えっ?ちきりん一人???この大学で、ちきりん一人なの?この授業とるの???
しかし時既に遅し。履修登録変更期間はとっくに終わっていたのでありました。(先生にも迷惑だったと思う。ちきりんが履修しなければ、このセメスター、先生は授業をやる必要がなかったのかも。)
そして、始まったのだよ。ちきりん一人の授業(体育の先生も一応いるけど・・)。半年。週2回。涙だよ。涙。
タダより高いものはない!!
そもそも、ちきりんは大学の授業にでてない。ほとんど出てません。忙しいのよ、バイトに遊びに社会勉強に運動会に・・・なのに・・・ロシア語の授業だけは、一切休めませんでした。まじかい?大学時代に皆勤だったのはこの授業だけです。
もちろん「A」を頂きました!!
もうかなり忘れたけど・・・ズドラーストヴィーチェ! (こんにちは!)
最初は思ったよ。なんで「はろー」がこんなに難しいんだ??これじゃあ、友達もできねーよ、って。
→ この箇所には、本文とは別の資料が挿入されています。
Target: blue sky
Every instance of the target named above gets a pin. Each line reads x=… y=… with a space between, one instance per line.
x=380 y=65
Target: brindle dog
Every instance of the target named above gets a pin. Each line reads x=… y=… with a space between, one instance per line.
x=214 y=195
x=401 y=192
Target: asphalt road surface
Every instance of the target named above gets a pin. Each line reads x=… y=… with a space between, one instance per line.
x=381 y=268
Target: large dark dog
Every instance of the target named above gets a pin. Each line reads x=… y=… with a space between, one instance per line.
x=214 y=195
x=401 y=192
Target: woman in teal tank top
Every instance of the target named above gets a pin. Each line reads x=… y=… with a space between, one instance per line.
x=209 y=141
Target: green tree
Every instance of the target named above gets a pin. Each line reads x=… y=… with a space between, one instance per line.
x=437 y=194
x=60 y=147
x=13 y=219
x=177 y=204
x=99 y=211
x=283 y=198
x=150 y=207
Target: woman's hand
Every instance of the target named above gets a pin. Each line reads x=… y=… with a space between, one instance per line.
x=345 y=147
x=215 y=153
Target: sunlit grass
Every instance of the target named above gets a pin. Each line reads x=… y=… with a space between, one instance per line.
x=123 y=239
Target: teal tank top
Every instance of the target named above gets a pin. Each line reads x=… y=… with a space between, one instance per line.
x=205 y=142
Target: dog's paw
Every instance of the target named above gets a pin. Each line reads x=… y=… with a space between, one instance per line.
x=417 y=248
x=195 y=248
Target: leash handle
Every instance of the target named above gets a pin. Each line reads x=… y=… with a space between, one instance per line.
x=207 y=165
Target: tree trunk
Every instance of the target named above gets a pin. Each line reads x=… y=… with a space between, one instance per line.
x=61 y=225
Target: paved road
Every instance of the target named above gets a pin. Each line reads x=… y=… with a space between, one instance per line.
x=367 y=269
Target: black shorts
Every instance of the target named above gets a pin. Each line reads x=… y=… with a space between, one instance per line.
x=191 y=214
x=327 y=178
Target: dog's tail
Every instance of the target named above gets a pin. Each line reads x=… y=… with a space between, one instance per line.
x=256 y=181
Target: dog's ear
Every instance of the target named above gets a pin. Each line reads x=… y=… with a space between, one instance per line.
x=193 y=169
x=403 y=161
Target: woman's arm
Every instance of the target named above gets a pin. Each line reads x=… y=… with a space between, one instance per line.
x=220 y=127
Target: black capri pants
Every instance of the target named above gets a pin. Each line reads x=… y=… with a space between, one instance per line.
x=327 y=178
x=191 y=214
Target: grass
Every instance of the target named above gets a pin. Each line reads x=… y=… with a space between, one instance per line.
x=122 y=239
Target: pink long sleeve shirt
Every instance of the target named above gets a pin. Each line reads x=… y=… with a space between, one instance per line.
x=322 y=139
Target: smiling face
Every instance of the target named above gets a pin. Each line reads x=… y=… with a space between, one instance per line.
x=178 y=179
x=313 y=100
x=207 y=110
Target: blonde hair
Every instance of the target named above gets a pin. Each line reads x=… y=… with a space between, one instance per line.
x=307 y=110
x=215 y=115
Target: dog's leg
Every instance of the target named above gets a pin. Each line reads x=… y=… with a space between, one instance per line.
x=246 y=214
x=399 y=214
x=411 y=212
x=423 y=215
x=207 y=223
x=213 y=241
まあとにかく、1年ロシア語の授業も受けて準備万端さ!いざソビエトへ!である。
最後の方は授業もかなり笑えましたよ。
ちきりんは、「先生、“トイレは無料ですか?”っていうのは、こういう言い方でいいですか?」とか、もろ旅行会話みたいな質問しているし、
体育の先生も「あの〜、“初潮を迎えたら練習メニューを変えるのか?”というのは、こういう言い方でいいんでしょうか」とか質問してるし・・・なんかすごい実践的というか、わけわかんない授業でした。大学の語学授業なのに・・
一応、ロシア語の先生は本当は「トルストイ研究家」だったりするのに。申し訳ない気持ちで一杯です。先生、お元気かしら?
ところで、旅行記書くつもりなのに、こんなことやってたら今日中に「出発」まで書けないのでは?とご心配のあなた。心配する必要はありません。「出発までは、書きます」。まだまだいろいろあっただよ。旅行前に。
まず旅行会社を探したのだけどね、当時はほとんど旅行する人、特にひとりでの自由旅行なんてのは無くてですね、旅行代理店は皆、めんどくさそーにするわけ。
んで、元請けの「ソビエト・ツーリズム」というソビエトの国営旅行社を探し出して、日本での連絡先を教えてもらって・・・たしか日本橋に事務所があるとかで、相談に行ったです。
この相談に行くの自体怖かったです。いきなり拉致されたらどーしよ、とか。家に書き置きおいてでかけました。「私が帰ってこなかったら、ここを疑って!」とか。
勇気を振り絞り・・・しかも、なんかすごいじみーな事務所で、ロシア人だか日本人だかわかんないような事務の方にお会いしました。不思議がってらっしゃいました。「なんで一人で?」「ほんとに観光ですか?ほんとに?ほんとに?ほんとに?」って感じでした。たぶん・・・なんか疑われてたと思う。
でもさすが元締め、いろいろわかった。まず日本のパスポートは使えない。ソビエト渡航書という、特別の渡航許可書が必要とのこと。それがビザもかねるんだって。あと、基本的に自由に動くことはできない。毎日、専任ガイドをつけるか、現地ツアーに参加する必要があると。これは予算の関係もあるから迷わず、「現地ツアーに参加します」と決める。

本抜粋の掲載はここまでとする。